Under a Fire-Red Sky

Written by Geraldine McCaughrean
Review by Rebecca Butler

In this unusual novel set in the early years of World War Two in the UK, we meet four teenagers, Olive, Franklin, Lawrence and Susan, aka Gemmy or Gremlin. They all were supposed to have been evacuated from London, specifically Blackheath and Greenwich. They are older teenagers, and each decides to defy their parents’ wishes and return to London.

They then decide to form a group which they call The Meridians. They will make expeditions designed and led by Lawrence to monuments and places of interest in the past. Their present and future seem to be too uncertain, so they are seeking comfort and togetherness while exploring the past. Franklin particularly wants to become a fireman like his father and is on a constant search for a fire station that will accept him. The reader is rooting for him throughout the novel.

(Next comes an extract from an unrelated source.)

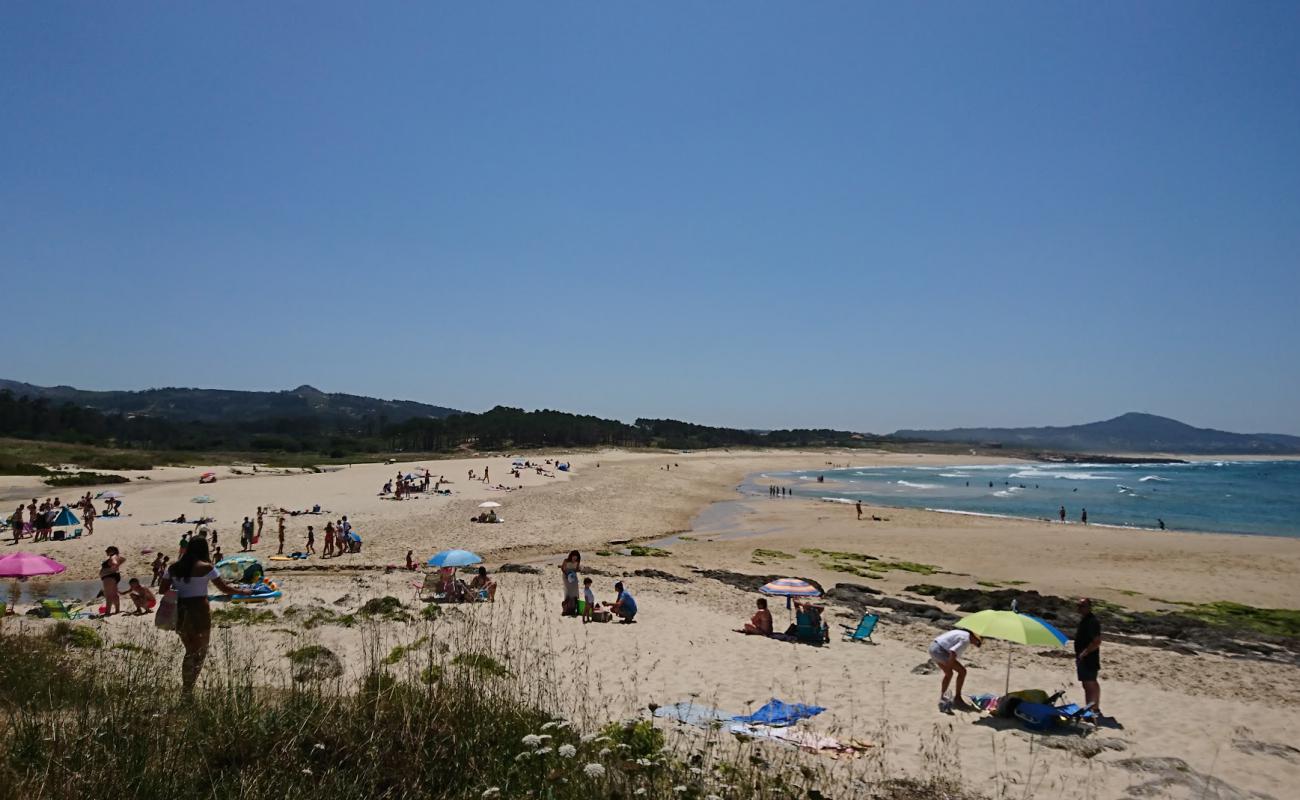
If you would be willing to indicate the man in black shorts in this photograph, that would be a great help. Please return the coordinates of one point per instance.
(1087, 653)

Lawrence is the academic of the group. He loves history and is also secretly inventing an Aviette or small plane. Olive’s father is also a fireman and, through her, we see the effects of his job, particularly in wartime, on his family. Gemmy is trying to escape on the evacuating train from her abusive, alcoholic father. She manages to escape from the train and lives in an abandoned van in the woods. How will the war affect them all, and will they all make it through?

This is an ambitious novel told from four different points of view. It also contains a detailed account of a little-known facet of the war, the work of firefighters in war time and the immense risk to which they were subjected. This is an immersive narrative which holds the reader’s interest from page one. McCaughrean has managed to conjure the London Blitz impeccably.